# Gilde A M O K auf Nefarian sucht neue Member (HORDE)



## Champíon (14. April 2007)

Hallo ihr gildenlosen Mithorlder!

Nach längerer Ruhezeit und dem ersten großen BC-Ansturm, wollen wir nun wieder in den Gildenalltag zurückkehren und eine neue Basis für die kommenden Raidinstanzen gründen.

Wir suchen hilfsbereite Spieler, die auch mit LvL 70 noch den Neuankömmlingen in der Scherbenwelt helfen und sich nicht zu schade sind, ggf. auch zum x-ten Mal ins Bollwerk zu laufen. Über kurz oder lang, wollen wir aber auf jeden Fall Leute, die mit uns raiden.

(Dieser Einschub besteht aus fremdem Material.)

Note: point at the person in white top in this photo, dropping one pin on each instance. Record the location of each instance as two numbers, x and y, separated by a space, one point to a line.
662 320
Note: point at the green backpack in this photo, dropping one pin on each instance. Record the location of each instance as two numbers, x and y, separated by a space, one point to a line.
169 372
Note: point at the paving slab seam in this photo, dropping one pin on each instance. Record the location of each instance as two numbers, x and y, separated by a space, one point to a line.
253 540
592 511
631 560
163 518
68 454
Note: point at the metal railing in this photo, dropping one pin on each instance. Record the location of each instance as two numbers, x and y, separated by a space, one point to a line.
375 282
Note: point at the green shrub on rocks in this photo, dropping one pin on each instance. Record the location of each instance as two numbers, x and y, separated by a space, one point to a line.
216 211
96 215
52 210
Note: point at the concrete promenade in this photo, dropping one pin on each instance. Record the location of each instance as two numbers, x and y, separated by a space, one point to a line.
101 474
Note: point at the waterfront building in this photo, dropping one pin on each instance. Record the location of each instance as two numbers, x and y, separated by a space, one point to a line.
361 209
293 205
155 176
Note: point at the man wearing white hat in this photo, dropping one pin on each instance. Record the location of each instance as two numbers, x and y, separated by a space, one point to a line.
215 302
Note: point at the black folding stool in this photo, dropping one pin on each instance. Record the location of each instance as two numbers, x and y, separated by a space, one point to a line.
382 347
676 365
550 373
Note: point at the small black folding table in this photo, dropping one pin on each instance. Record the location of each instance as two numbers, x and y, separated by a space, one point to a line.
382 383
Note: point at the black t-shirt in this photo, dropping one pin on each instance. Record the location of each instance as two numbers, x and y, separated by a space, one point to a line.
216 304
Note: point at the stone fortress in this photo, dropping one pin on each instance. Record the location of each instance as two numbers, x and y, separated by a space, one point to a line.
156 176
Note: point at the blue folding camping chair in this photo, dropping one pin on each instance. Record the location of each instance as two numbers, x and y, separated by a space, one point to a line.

Wir definieren uns als PvE-Gilde. Hier liegt unser primäres Augenmerk. Nach dem großen LvL-Rush in BC, den die verbleibenden Mitglieder von A M O K nicht alle mitgemacht haben und entweder noch nicht, erst kurz vor 70 oder schlicht noch der Ruf für den Heroic-Modus fehlt bzw. noch nicht die Pre-Quests für höhere Instanzen haben, suchen wir diejenigen denen es genauso ergeht, bzw. die, die wie oben schon geschildert, kein Problem damit haben, denen zu helfen, um dort hin zu kommen.

Wir wollen an dieser Stelle ausdrücklich darauf hinweisen, dass wir WIRKLICH hilfsbereite Leute suchen und KEINE die auf dem in BC immer extremer werdenden Egokurs unterwegs sind!!!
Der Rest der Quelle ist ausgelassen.